Und was taten die Menschen in der Berliner Seitenstraße? „Wir gingen nach Hause“, sagt Nowotnik. Auch der Zehnjährige lief zurück, um mit seinen Kumpels mit einer Blechdose oder einer Lehmkugel zwischen den Trümmern Fußball zu spielen. Zwei Jahre später zog er nach Obertshausen und versuchte, wie so viele Kinder dieser Zeit, sein Leben zu ordnen: Der Vater war aus der langen Kriegsgefangenschaft zurück und wie fremd, dessen zweite Frau als Nowotniks Stiefmutter konnte die Verstorbene richtige nie ersetzen. An diesem Mittwoch sitzt Nowotnik auf einer Bierbank vor dem Vereinsheim der TG Obertshausen und schaut wieder ein Spiel Deutschland gegen Ungarn. Es ist nur die Europameisterschaft und ein Gruppenspiel. Achtzig Jahre alt ist Nowotnik heute, er trägt eine Mütze auf dem Kopf und hat sich die deuschen Farben auf die Wangen gemalt.

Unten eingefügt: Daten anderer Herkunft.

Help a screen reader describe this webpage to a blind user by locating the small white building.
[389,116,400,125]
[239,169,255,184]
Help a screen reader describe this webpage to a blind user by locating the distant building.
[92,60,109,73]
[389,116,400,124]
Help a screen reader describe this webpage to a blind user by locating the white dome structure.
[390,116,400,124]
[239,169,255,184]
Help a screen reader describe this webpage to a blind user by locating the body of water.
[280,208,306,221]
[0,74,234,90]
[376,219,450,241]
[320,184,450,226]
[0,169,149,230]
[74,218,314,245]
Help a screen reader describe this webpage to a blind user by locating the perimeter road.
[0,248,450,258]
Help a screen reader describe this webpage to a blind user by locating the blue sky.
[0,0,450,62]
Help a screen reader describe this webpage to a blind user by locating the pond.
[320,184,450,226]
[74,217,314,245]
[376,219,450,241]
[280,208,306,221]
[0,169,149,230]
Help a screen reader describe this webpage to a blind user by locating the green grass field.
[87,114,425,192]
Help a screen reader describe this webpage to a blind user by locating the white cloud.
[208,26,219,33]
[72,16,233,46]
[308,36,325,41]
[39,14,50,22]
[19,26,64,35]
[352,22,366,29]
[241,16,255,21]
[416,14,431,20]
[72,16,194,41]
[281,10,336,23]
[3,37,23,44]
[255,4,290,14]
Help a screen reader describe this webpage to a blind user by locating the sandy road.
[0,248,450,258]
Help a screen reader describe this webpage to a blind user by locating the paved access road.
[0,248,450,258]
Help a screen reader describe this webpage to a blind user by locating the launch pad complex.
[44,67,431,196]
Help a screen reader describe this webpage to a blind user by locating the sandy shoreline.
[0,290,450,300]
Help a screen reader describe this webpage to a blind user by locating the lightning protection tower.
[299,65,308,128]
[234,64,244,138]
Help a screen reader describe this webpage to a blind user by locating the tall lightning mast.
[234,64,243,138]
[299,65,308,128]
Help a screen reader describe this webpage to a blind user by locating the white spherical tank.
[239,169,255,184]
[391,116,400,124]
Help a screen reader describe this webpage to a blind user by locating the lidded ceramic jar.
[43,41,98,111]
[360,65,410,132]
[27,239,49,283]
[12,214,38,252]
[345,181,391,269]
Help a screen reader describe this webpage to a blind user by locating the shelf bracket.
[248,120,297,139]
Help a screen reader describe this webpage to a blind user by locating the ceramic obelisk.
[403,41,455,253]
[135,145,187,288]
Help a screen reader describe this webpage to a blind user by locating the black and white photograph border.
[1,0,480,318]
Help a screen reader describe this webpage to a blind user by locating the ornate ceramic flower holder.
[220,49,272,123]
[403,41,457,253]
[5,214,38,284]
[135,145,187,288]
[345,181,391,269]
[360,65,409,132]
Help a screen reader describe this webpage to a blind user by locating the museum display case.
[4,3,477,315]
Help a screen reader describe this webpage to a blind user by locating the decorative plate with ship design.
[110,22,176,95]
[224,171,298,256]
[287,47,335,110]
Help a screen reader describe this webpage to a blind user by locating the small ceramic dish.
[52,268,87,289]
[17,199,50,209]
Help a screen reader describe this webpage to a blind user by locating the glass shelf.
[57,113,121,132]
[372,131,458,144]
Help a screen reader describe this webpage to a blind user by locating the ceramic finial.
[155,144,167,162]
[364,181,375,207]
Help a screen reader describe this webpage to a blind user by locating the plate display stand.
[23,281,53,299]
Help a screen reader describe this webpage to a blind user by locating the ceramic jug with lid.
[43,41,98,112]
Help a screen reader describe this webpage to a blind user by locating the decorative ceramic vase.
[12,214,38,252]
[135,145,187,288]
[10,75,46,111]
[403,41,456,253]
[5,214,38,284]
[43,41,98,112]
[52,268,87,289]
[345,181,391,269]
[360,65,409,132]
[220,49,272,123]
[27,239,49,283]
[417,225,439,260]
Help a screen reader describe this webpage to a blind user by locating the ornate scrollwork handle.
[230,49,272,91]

Das Spiel läuft auch nicht im Schwarz-Weiß-Fernsehen, sondern auf einer mächtigen LED-Wand. Es gibt aus dem Lidl-Sortiment kostenlos Bier, Wein, Hamburger und Pommes, Eis, und man kann auf eine Torwand schießen. So sieht es aus, wenn die Marketingmaschine des Discounters loslegt. Der international agierende Einzelhändler veranstaltet im Rahmen seines wuchtigen EM-Sponsorings auch in Deutschland „Fanfeste“ für Vereine. Bewerber sollen dafür originelle Videos einschicken – die besten gewinnen eine Party. Und so lief es auch bei der TG Obertshausen. Der agile Noch-Vorsitzende Thomas Zeiger beschied mit gutem Riecher: Da machen wir mit. Er ließ die Mitglieder seiner Jedermann-Abteilung antreten wie die Nationalmannschaft bei der Hymne – als Musik lief jedoch selbstironisch der Klassiker von Rainhard Fendrich „Es lebe der Sport“. Und mit diesem Film gewannen die alten TGO-Herren ein Fanfest – als einziger Verein in Hessen.

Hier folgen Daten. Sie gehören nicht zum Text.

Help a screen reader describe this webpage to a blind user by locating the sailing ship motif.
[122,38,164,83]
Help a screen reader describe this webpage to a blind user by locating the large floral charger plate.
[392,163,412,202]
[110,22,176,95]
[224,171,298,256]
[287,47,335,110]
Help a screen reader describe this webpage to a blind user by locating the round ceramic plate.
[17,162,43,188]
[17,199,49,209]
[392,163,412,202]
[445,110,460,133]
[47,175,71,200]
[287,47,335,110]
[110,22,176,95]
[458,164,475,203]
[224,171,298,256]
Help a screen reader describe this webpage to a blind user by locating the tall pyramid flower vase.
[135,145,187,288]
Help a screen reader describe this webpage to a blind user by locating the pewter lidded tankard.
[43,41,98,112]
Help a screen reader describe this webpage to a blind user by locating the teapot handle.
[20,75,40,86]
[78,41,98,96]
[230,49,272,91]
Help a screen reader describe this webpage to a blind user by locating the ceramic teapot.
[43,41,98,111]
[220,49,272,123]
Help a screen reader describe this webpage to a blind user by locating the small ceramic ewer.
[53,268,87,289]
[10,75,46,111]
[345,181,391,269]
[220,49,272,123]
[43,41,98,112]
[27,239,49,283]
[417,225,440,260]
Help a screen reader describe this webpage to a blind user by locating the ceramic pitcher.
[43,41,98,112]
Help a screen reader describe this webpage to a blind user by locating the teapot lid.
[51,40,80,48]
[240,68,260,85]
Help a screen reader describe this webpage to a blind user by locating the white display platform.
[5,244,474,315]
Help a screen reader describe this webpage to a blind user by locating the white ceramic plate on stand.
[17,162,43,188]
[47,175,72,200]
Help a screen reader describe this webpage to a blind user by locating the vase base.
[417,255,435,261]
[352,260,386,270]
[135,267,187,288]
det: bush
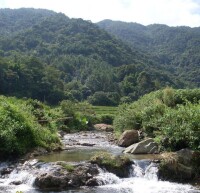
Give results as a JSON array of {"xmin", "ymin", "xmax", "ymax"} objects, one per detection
[
  {"xmin": 114, "ymin": 88, "xmax": 200, "ymax": 150},
  {"xmin": 0, "ymin": 97, "xmax": 59, "ymax": 158}
]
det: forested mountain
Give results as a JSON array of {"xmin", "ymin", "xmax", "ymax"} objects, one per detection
[
  {"xmin": 0, "ymin": 9, "xmax": 193, "ymax": 105},
  {"xmin": 0, "ymin": 8, "xmax": 56, "ymax": 36},
  {"xmin": 98, "ymin": 20, "xmax": 200, "ymax": 87}
]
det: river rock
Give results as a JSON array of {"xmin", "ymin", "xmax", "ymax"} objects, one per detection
[
  {"xmin": 94, "ymin": 123, "xmax": 114, "ymax": 132},
  {"xmin": 35, "ymin": 164, "xmax": 99, "ymax": 190},
  {"xmin": 118, "ymin": 130, "xmax": 139, "ymax": 147},
  {"xmin": 158, "ymin": 149, "xmax": 200, "ymax": 182},
  {"xmin": 91, "ymin": 152, "xmax": 133, "ymax": 178},
  {"xmin": 124, "ymin": 138, "xmax": 158, "ymax": 154}
]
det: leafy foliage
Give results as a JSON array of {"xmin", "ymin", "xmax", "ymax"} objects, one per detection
[
  {"xmin": 114, "ymin": 88, "xmax": 200, "ymax": 150},
  {"xmin": 0, "ymin": 9, "xmax": 184, "ymax": 106},
  {"xmin": 0, "ymin": 96, "xmax": 59, "ymax": 158},
  {"xmin": 98, "ymin": 20, "xmax": 200, "ymax": 87}
]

Und so war am Mittwoch der Rasen hinter dem Vereinsheim auch eine große Lidl-Werbefläche für 100 geladene und verdiente Vereinsmitglieder, die an diesem Abend wohl vergessen dürften, dass es aktuell eine bundesweite Rückrufaktion für ein Lidl-Fertiggericht aus Hähnchengeschnetzeltem und Nudeln gibt. Denn wer allergisch auf Sesam ist, der könnte nach Verzehr der damit verunreinigten Speise nicht in Feierlaune sein.

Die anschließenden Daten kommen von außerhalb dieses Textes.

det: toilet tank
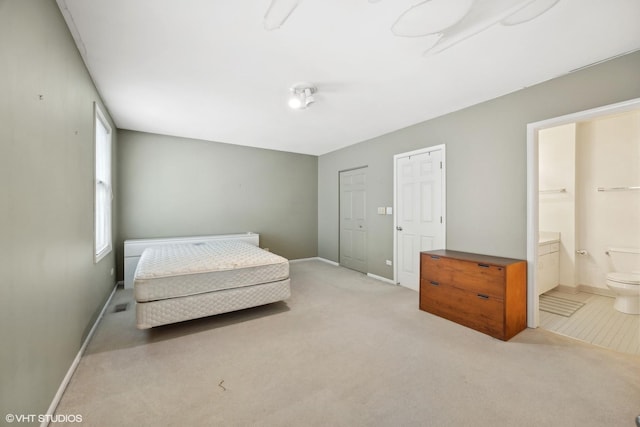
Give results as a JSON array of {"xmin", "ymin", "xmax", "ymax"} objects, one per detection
[{"xmin": 607, "ymin": 247, "xmax": 640, "ymax": 273}]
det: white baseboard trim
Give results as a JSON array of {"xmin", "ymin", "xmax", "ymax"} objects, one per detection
[
  {"xmin": 289, "ymin": 257, "xmax": 340, "ymax": 267},
  {"xmin": 367, "ymin": 273, "xmax": 397, "ymax": 286},
  {"xmin": 40, "ymin": 283, "xmax": 118, "ymax": 427}
]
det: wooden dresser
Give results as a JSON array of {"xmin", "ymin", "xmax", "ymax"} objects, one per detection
[{"xmin": 420, "ymin": 250, "xmax": 527, "ymax": 341}]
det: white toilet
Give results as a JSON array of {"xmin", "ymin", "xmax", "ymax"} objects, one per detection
[
  {"xmin": 607, "ymin": 273, "xmax": 640, "ymax": 314},
  {"xmin": 607, "ymin": 248, "xmax": 640, "ymax": 314}
]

In Obertshausen wird es aber ein schöner Abend, sogar mit spätem Sonnenlicht. Auch der fußballkundige Bürgermeister Manuel Friedrich schaut vorbei und teilt mit, dass wegen des Spiels die parallel terminierte Sitzung des Sport- und Sozialausschusses um eine gute halbe Stunde nach hinten verschoben wurde. Sonst würde ja jedes Ausschussmitglied während der Sitzung per Handy ständig den Spielstand überprüfen.

Damit die beiden jungen Männer der Agentur Liganova, die für Lidl die Fanfeste organisiert, auch wissen, wo sie gerade sind, erteilt Friedrich Geografie-Nachhilfe. „Obertshausen ist nicht zu verwechseln mit Oberhausen. Wir sind eine Kleinstadt mit 25 000 Einwohnern.“

Und Wilfried Nowotnik? Auch er hatte einen schönen Abend. Bei der TGO ist er als strenger Sportabzeichen-Verantwortlicher bekannt, etwas berlinert es aus ihm sogar noch. Er freut sich über den 2:0-Sieg für die Deutschen. Dann ist auch in Obertshausen das Spiel aus, aus, aus.